Notes of HyperINR: A Fast and Predictive Hypernetwork for Implicit Neural Rrpresentations via Knowledge Distillation

Mind Map

Structure

Some algorithms noted in paper

Shepard's algorithm

Shepard's interpolation algorithm is a numerical interpolation method proposed by Donald Shepard in 1968. It's based on the concept of inverse distance weighting, that is, for a point to be predicted, the influence of nearby sample points is more significant than that of farther ones. Therefore, during the interpolation operation, the weight of each sample point is determined by its distance to the prediction point.

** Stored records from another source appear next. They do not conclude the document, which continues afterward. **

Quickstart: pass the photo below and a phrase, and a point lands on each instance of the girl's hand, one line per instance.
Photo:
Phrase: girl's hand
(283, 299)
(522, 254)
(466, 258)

The general form of Shepard's interpolation algorithm is as follows:

$$ f(x) = \sum_{j=1}^{N} \frac {w_j E_j} {\sum_{j=1}^N w_j} $$

And

$$ w_j = (\frac {d} {|x-x_i|})^p $$

where

$f(x)$ is the function value of the prediction point
$E_j$ is the function value of the j-th sample point
$w_i$ is the weight of the j-th sample point
$x_i$ is the position of the j-th sample point
$p$ is the power of the weight function, usually taken as 2
$d$ is a very small constant, used to prevent the denominator from being 0

fast Poisson Disk sampling algorithm

Bridson's fast Poisson disk sampling algorithm is a commonly used algorithm in computer graphics, designed to generate uniform but irregular point arrays in two or three-dimensional spaces. This algorithm is fast and efficient, and the generated points have the characteristic of "blue noise", that is, the minimum distance between any two points is greater than a given value, which prevents points from clustering. Furthermore, the distribution of points is uniform on any large spatial scale.

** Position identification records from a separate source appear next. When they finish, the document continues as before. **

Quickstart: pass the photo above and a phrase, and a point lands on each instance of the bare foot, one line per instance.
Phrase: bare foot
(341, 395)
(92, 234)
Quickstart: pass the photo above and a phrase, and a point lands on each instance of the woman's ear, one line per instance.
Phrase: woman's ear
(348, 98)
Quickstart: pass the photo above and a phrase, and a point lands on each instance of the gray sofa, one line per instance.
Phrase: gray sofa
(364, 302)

The main step of the algorithm are as follows:

1. randomly select an initial point within the view port and add it to to the 'active points list'
1. randomly select an initial point within 'active points list' and generate a certain number of points randomly within the annular area around this point.
1. check these points newly generated points. If their distance to existing points is all greater than a given minimum distance, add them to the active points list, otherwise discard them.
1. if no new points can be generated around the selected active point, remove this point from the active point list.
1. repeat steps two to four until the active points list is empty, then, the algorithm ends.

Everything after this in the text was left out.